|
В сущности, это было вопросом положения, стиля, умения держать себя, души, наконец; Барон, столь высоко взгромоздившийся на верхушку своего прекрасного генеалогического дерева, был не рогоносцем, но «несчастным мужем». Что же касается Ma, то ее ослепительная красота, ее элегантность, воспитанность, изысканность мужчин, которые ее содержали, искусство вести беседу, коим сама она владела в совершенстве и которого придерживались у нее в салоне, где не терпели хамов, и в этом смысле он был ничуть не хуже, чем у той же Мари-Лор де Ноайль, все это как нельзя лучше ограждало ее от тех пошлых суждений, которые никогда не поднимаются выше постели. Европа духа всегда оставалась галантной, распущенность приходилась свободе тем же, чем Франция была для Церкви: старшей дочерью. Судить о Мальвине фон Лейден единственно по ее благочестию, оставляя без внимания все прочие ее добродетели, все равно что повторять, вслед за Лениным, что Европа существовала только на правильно сервированных столах, а плоды ее можно было вкушать лишь с золоченых тарелок, что праздник духа проходил за закрытыми дверями, доступный лишь happy few, узкому кругу элиты, снобам, решавшимся показать нос на улицу, только когда им доводилось отправляться в театр, вздыхать при полной луне и говорить «держите, уважаемый», бросая монетку простолюдину. Культура для них была ложей в «Ла Скала», стендалевскими фантазиями в Италии.

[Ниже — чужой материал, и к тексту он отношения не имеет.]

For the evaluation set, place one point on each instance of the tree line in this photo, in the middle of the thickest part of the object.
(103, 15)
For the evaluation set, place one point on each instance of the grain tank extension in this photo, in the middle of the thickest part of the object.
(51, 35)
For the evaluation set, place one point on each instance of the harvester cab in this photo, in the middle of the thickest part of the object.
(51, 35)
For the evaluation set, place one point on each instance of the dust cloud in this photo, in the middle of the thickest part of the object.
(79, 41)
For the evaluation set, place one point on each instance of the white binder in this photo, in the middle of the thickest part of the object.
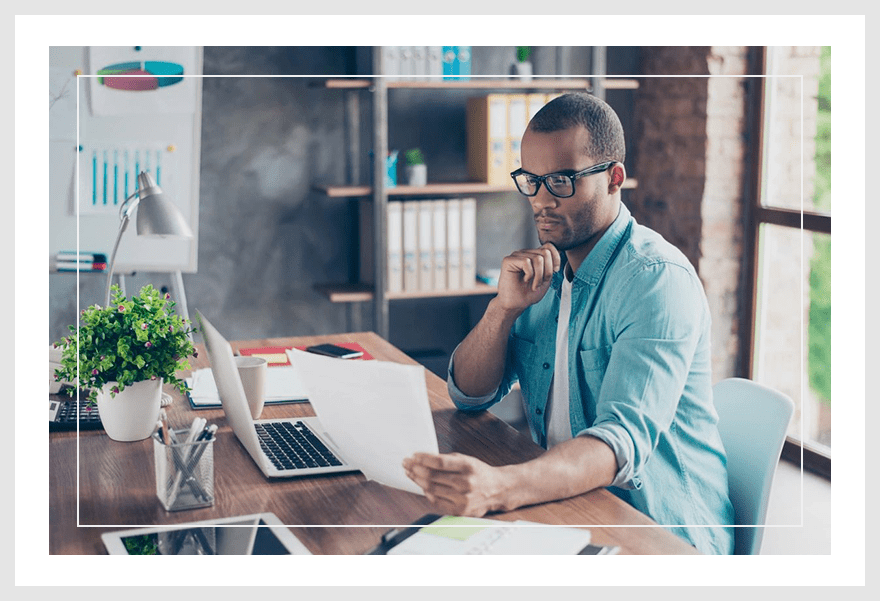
(468, 242)
(395, 245)
(434, 61)
(439, 228)
(425, 243)
(517, 119)
(453, 243)
(410, 246)
(390, 62)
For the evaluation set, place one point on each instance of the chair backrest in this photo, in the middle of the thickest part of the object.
(752, 421)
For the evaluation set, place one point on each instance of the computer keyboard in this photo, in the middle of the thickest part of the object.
(62, 415)
(293, 446)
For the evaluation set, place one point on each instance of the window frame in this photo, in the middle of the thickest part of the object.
(755, 214)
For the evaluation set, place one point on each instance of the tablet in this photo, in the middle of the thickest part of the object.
(257, 534)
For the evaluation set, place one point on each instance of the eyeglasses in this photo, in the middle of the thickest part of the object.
(560, 185)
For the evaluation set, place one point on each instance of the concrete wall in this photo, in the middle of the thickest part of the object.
(266, 238)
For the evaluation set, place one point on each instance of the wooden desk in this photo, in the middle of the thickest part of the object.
(117, 486)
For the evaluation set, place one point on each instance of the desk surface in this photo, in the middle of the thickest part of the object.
(117, 481)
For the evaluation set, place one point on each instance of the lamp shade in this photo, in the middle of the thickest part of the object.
(156, 215)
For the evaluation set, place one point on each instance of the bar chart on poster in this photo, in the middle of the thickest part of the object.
(115, 112)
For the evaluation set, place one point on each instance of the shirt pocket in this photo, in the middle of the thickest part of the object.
(523, 354)
(593, 363)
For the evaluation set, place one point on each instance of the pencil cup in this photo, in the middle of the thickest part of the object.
(184, 473)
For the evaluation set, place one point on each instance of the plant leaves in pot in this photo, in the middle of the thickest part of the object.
(127, 351)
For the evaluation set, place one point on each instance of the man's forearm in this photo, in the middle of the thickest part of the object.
(479, 361)
(566, 470)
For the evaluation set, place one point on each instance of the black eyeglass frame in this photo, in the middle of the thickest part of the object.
(598, 168)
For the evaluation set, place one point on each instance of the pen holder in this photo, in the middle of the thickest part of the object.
(184, 473)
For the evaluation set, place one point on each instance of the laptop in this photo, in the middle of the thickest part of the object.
(282, 448)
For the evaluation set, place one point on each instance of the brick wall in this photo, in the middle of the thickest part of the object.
(690, 163)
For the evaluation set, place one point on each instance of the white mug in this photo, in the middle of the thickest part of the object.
(252, 371)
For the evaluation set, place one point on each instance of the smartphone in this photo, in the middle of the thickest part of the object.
(331, 350)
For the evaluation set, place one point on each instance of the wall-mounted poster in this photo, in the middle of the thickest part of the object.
(62, 104)
(143, 79)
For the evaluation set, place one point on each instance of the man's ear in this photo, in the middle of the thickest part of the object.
(618, 176)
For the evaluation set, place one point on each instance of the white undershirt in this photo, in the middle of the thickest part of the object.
(558, 420)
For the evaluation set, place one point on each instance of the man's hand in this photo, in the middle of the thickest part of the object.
(458, 484)
(525, 276)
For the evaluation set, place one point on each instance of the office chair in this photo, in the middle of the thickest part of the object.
(752, 421)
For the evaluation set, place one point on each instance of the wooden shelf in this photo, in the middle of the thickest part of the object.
(615, 83)
(432, 189)
(359, 293)
(549, 83)
(480, 83)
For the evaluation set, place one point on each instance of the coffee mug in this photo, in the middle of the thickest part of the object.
(252, 371)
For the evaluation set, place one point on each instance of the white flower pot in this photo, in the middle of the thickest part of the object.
(132, 414)
(522, 70)
(417, 175)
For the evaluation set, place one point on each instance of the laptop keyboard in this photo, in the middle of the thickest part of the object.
(291, 445)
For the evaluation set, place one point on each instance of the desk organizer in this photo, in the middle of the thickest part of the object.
(184, 473)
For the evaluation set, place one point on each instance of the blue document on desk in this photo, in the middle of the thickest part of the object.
(377, 412)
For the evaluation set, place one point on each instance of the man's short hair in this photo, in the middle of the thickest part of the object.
(580, 109)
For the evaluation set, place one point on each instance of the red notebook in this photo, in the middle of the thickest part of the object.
(276, 355)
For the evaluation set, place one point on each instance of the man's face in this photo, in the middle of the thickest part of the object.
(575, 223)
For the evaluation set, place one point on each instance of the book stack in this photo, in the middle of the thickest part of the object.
(495, 126)
(431, 244)
(80, 261)
(416, 62)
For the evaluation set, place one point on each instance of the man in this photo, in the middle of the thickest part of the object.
(606, 328)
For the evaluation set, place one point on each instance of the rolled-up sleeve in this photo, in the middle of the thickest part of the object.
(481, 403)
(658, 320)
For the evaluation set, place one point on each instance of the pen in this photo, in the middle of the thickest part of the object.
(163, 427)
(207, 433)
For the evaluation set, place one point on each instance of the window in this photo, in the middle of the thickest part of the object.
(790, 345)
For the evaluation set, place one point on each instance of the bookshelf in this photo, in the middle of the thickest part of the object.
(378, 89)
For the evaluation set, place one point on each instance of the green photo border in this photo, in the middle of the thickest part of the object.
(846, 34)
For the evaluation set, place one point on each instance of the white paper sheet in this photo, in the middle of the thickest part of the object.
(282, 384)
(376, 412)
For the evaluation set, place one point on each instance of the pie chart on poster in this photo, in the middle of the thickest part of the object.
(150, 75)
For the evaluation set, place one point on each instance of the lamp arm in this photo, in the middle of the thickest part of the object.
(128, 207)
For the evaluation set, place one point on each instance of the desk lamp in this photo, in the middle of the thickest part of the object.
(157, 216)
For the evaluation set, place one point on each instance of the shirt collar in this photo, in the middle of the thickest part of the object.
(594, 265)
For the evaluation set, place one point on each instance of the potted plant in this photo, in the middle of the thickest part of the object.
(523, 67)
(125, 353)
(416, 170)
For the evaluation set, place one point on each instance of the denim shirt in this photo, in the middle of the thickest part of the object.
(639, 361)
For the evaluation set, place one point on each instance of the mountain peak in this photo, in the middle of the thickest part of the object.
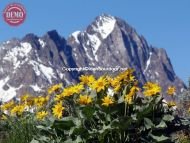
(104, 25)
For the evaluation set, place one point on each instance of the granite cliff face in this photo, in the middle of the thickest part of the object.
(33, 63)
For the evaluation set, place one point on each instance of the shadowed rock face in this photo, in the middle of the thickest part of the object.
(33, 63)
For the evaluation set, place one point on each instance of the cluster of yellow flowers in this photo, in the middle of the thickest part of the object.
(80, 94)
(151, 88)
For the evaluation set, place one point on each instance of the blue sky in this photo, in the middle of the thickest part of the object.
(164, 23)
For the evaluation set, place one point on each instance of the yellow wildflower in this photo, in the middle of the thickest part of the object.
(30, 101)
(87, 79)
(77, 88)
(189, 110)
(18, 110)
(55, 88)
(128, 99)
(171, 104)
(58, 110)
(4, 117)
(126, 75)
(107, 100)
(24, 98)
(40, 101)
(8, 105)
(41, 115)
(85, 99)
(171, 90)
(68, 92)
(99, 84)
(151, 89)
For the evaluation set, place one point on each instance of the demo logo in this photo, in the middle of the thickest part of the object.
(14, 14)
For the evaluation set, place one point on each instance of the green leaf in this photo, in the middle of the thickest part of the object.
(88, 111)
(161, 138)
(148, 123)
(168, 118)
(34, 141)
(63, 124)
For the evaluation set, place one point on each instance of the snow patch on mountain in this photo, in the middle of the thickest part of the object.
(75, 35)
(95, 43)
(6, 95)
(18, 52)
(148, 62)
(42, 43)
(104, 25)
(46, 71)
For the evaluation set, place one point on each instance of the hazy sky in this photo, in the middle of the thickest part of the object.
(164, 23)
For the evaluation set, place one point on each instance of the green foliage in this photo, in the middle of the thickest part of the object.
(19, 130)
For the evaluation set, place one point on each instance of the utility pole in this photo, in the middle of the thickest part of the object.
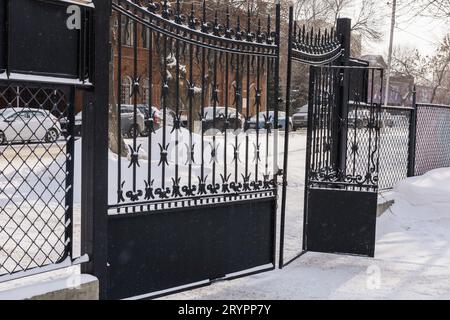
(391, 40)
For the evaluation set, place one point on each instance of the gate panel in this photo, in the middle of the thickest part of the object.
(341, 221)
(342, 160)
(150, 252)
(193, 130)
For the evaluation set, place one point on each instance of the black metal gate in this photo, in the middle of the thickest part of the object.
(192, 180)
(341, 179)
(342, 161)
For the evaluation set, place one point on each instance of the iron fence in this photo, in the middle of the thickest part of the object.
(394, 145)
(432, 147)
(36, 177)
(413, 141)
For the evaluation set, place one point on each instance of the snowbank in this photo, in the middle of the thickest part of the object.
(431, 189)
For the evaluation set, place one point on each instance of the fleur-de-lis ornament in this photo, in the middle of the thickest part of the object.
(163, 154)
(134, 156)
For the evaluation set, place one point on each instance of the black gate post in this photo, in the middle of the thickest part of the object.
(94, 191)
(343, 30)
(412, 136)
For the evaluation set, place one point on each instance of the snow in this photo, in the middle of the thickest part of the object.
(30, 291)
(47, 79)
(411, 261)
(412, 251)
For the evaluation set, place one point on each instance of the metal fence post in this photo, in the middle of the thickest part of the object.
(412, 137)
(286, 137)
(95, 154)
(343, 29)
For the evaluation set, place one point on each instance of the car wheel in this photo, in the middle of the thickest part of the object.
(52, 135)
(131, 131)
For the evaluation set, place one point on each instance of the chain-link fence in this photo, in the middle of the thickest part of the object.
(36, 175)
(432, 138)
(394, 145)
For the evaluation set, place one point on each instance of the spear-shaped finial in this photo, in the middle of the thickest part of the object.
(165, 10)
(178, 12)
(192, 17)
(204, 16)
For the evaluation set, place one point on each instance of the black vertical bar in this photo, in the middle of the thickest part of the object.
(286, 137)
(70, 159)
(258, 103)
(119, 105)
(202, 111)
(276, 89)
(177, 96)
(95, 155)
(343, 29)
(237, 102)
(308, 154)
(150, 105)
(412, 136)
(135, 96)
(247, 102)
(277, 103)
(164, 106)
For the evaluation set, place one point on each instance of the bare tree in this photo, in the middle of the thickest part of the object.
(113, 139)
(430, 71)
(366, 19)
(440, 66)
(431, 8)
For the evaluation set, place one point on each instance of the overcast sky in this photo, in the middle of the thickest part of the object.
(414, 32)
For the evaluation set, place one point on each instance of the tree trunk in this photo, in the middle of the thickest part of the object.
(114, 138)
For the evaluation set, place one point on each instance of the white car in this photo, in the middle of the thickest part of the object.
(28, 124)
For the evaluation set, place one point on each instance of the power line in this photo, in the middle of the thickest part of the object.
(418, 37)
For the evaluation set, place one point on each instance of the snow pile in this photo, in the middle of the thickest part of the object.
(431, 189)
(417, 227)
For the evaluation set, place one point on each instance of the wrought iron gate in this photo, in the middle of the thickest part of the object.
(342, 160)
(341, 180)
(193, 198)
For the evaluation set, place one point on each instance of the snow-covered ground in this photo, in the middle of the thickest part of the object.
(412, 258)
(412, 253)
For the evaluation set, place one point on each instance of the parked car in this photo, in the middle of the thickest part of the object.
(219, 121)
(77, 125)
(360, 119)
(28, 124)
(262, 120)
(300, 117)
(158, 115)
(128, 124)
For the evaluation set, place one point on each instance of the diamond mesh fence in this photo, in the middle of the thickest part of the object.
(432, 138)
(394, 145)
(36, 152)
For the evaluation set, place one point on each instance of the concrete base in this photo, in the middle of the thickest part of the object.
(385, 201)
(76, 287)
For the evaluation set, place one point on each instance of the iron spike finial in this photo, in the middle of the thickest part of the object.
(178, 12)
(192, 17)
(204, 16)
(248, 19)
(165, 10)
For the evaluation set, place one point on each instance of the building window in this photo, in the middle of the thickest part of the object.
(145, 91)
(127, 32)
(145, 34)
(127, 87)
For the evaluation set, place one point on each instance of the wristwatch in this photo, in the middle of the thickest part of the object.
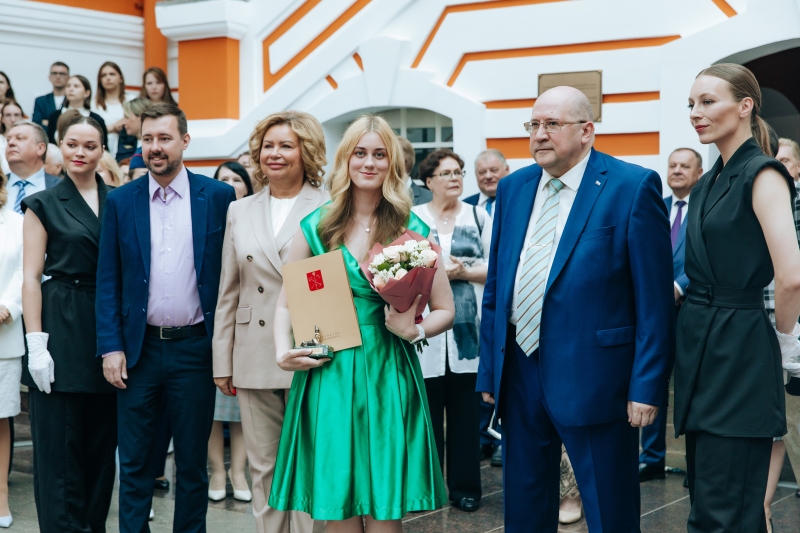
(419, 338)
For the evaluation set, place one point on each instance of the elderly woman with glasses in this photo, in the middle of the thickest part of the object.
(450, 363)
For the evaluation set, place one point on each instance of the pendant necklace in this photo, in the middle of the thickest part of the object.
(362, 225)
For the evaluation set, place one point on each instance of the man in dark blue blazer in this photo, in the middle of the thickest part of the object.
(46, 105)
(684, 167)
(576, 331)
(157, 285)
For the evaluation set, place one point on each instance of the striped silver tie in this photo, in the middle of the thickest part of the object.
(534, 271)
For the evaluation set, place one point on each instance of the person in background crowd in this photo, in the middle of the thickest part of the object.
(10, 113)
(490, 168)
(684, 167)
(419, 195)
(290, 150)
(54, 161)
(449, 364)
(226, 408)
(729, 397)
(12, 343)
(26, 153)
(124, 167)
(155, 87)
(109, 170)
(73, 410)
(79, 97)
(6, 92)
(236, 176)
(48, 104)
(108, 102)
(596, 244)
(788, 153)
(173, 219)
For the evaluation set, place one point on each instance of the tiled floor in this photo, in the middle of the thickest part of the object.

Просвещенная Европа оказывалась хорошим ужином, достаточно изысканным для вкуса знатока: Дидро, Екатерина II… Если уж, невзирая на ее великосветскость, на то, что давала ее красота — даже тем, кому дозволялось глядеть на нее лишь издалека, — ее мать приходилось считать дорогой проституткой, то следовало признать и то, что и сама Европа не представляла собой ничего другого, да и не рождалась вовсе, потому что изначально была слишком хороша, чтобы быть правдой. «Так что, дорогой доктор, — говорила Эрика Жарду, — позвольте вас заверить, что я не испытала никакого шока, никакого потрясения, которыми можно было бы объяснить мои… небольшие ссоры с реальностью, узнав, что принадлежу к — как бы это сказать? — к очень древнему роду, который восходит ко всем этим мадам де Помпадур и де Монтеспан, потому что моя матушка как раз из этой ветви…»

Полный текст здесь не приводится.